Another characteristic separating him from the first generation of YouTube stars is that they were actors, singers and models while he is the product of YouTube’s success. The man is simply a genius creator, who can make almost anything popular using his channel. Going by Bloomberg, in his first six years on the site, he had generated just six million views. But at the age of 18, with his full attention on YouTube, he earned 122 million annual views. At 19, he attracted more than 460 million. He now generates four billion views a year. “The beauty of YouTube is double the effort isn’t double the views, it’s like 10x. The first million subscribers you get will take years, but the second will come in a few months,” he said.
Not that his career is without controversies, like some of his early videos were criticised for the use of offensive jokes but these are things he has left behind.

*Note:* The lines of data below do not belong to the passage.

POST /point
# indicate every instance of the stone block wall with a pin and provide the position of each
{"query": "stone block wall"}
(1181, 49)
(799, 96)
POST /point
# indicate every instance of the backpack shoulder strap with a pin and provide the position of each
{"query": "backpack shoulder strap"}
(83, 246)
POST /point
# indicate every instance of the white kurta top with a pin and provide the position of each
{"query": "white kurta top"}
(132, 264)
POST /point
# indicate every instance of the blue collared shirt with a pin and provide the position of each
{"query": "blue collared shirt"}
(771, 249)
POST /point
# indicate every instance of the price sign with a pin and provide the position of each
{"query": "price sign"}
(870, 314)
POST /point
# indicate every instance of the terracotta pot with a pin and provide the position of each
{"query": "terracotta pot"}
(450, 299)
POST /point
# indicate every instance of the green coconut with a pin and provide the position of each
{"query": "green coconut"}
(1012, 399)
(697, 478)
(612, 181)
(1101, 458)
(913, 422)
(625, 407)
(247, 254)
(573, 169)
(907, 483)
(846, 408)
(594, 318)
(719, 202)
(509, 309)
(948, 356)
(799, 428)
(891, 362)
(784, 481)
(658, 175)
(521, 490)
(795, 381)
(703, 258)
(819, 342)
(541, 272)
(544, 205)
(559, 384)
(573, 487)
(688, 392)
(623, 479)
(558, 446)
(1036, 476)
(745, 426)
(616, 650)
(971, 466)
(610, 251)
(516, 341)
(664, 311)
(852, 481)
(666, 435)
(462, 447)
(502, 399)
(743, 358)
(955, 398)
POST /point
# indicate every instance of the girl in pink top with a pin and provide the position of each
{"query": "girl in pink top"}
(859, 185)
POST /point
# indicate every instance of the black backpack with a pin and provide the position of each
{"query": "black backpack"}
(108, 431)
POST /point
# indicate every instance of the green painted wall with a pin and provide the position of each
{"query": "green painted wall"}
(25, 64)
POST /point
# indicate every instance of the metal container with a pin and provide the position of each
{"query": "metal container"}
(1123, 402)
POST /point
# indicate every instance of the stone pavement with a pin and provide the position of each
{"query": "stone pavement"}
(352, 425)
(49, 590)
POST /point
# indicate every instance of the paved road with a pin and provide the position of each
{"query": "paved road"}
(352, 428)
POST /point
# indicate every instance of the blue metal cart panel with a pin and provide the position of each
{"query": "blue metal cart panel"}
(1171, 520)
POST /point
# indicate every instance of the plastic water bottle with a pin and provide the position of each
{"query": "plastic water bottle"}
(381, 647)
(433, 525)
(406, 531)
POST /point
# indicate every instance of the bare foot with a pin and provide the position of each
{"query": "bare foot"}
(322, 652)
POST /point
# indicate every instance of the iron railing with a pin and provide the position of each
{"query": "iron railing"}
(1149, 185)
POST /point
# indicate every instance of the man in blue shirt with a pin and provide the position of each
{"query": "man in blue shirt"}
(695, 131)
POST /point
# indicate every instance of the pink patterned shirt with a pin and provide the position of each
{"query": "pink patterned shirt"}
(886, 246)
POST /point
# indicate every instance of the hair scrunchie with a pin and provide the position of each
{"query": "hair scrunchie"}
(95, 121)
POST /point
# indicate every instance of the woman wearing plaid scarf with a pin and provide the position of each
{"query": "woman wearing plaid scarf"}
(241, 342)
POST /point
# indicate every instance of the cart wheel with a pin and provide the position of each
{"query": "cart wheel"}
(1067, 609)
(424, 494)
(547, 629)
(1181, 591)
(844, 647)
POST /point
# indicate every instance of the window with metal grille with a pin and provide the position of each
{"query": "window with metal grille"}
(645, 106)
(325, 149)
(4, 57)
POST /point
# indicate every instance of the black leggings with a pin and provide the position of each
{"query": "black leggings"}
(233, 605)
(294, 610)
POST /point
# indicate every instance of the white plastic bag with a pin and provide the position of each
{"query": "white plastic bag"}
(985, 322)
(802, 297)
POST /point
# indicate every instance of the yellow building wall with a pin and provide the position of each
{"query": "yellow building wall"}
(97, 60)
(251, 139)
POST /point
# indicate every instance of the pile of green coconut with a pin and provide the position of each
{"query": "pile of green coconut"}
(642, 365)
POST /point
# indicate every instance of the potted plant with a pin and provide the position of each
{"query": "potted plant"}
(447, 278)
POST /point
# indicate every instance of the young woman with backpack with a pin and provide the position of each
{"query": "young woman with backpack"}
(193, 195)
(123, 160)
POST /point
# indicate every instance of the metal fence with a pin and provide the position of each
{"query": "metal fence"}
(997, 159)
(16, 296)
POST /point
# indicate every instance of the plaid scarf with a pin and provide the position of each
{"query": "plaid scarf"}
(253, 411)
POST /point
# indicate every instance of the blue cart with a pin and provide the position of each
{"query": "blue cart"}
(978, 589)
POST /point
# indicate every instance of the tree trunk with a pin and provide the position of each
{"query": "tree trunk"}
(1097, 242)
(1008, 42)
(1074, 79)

All his focus is now on coming up with recipes for viral videos. With his love for gaming, he has even considered owning an esports team. MrBeast is hungry for putting out more creative work, even if that means working 12-15 hours a day.
In figures
• In his first six years on YouTube, he had generated just six million views. But at the age of 18, with his full attention on YouTube, he earned 122 million annual views. At 19, he attracted more than 460 million. He now generates four billion views a year.
• In 2018, he had a dozen-odd people working for him and the year after he moved to a bigger office and grew his force to around two dozen. The team continues to grow. His primary YouTube channel itself is generating up to $3.1 million a month, according to data from SocialBlade, a YouTube analytics service, which also says, that at the current rate of growth, he is projected to overtake PewDiePie as the most subscribed creator in the world in the next year.